第4話 35歳からの謎の白い液体

 白い粘り気のある液体を飲まされた。


 右へ左へと回される俺の体。拒否権はなく、抵抗すれば帰してもらえない。窓の向こう側から発せられる命令に、俺は従うしかなかった。

 さんざん弄ばれた証拠として、最後に強制写真撮影。体のすみずみまで映った、俺のあられもない写真。


「――これにて胃のX線検査は終わりです。下剤をお渡しするので、必ず飲んでください」


 つまりはバリウム検査だ。35歳になったため生活習慣病予防健診(B)に変わり、追加された検査項目の一つ。俺個人としては検便の提出も難儀だった。便は提出日まで冷暗所で保存しなければならず、一番適しているのは冷蔵庫なのだ。代案がなく仕方なく冷蔵庫にしまったが、やはり快くはない。検便容器を意味もなく二重のチャック袋で保管し、今朝持ってきた。実は若葉先輩と話してる時も、鞄には便が入っていたのだ。これから毎年うんこを冷蔵庫に保管し、鞄に忍ばせて運ばなければならないと考えると、少し面白い。けどその2倍げんなりもしてくる。


「はー、つら……」


 ひとり呟き、クリニックの廊下に備え付けられた洗面台で下剤を飲む。バリウム自体はほのかに甘いドロドロの牛乳といった趣で平気だったが、その前に胃を膨らませるために飲む発泡剤が辛かった。飲んだが最後、生理現象であるゲップを我慢しなくてはならない。そこでつまづいたまま、右向けやら左向けやら言われたり、ベッドにしがみついてさかさまにされたり。変に緊張してしまい命令と逆を向いてしまったり。

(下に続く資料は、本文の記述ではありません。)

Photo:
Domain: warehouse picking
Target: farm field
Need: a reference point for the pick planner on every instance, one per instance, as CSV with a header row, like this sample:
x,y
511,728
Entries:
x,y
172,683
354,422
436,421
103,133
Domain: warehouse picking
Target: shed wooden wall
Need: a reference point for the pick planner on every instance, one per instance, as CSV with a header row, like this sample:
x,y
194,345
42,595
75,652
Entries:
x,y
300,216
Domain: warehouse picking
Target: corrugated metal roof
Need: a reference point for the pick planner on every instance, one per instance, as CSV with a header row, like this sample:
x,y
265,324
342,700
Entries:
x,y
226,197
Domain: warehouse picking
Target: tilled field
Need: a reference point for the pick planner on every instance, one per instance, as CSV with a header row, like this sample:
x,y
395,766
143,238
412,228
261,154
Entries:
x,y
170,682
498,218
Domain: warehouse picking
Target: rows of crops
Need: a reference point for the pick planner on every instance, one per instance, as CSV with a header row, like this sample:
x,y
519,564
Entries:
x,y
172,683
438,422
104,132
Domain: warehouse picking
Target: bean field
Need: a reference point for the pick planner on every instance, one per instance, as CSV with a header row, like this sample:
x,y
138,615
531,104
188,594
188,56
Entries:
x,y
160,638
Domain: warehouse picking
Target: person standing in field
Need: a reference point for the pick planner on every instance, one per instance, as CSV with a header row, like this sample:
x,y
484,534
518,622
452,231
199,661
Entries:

 身体面は身長167センチ、体重58キロ。標準体重内だが腹囲は77。大きな変化はなし。グリーンの検査服であちこち診断され、昼過ぎに解放された。

 クリニックから会社の間にある立ち食いソバで昼飯。


 調べて、考えてみた。


 67歳――これが、独身男性の死亡年齢の中央値。未婚男性が増え続けている現状を踏まえると、自分が老人になる頃にはもう少し伸びるだろう。だが、それでも俺は80までは生きられるかどうか。75歳ぐらいまでが限界ではなかろうか。そう仮定すると、残された時間は40年。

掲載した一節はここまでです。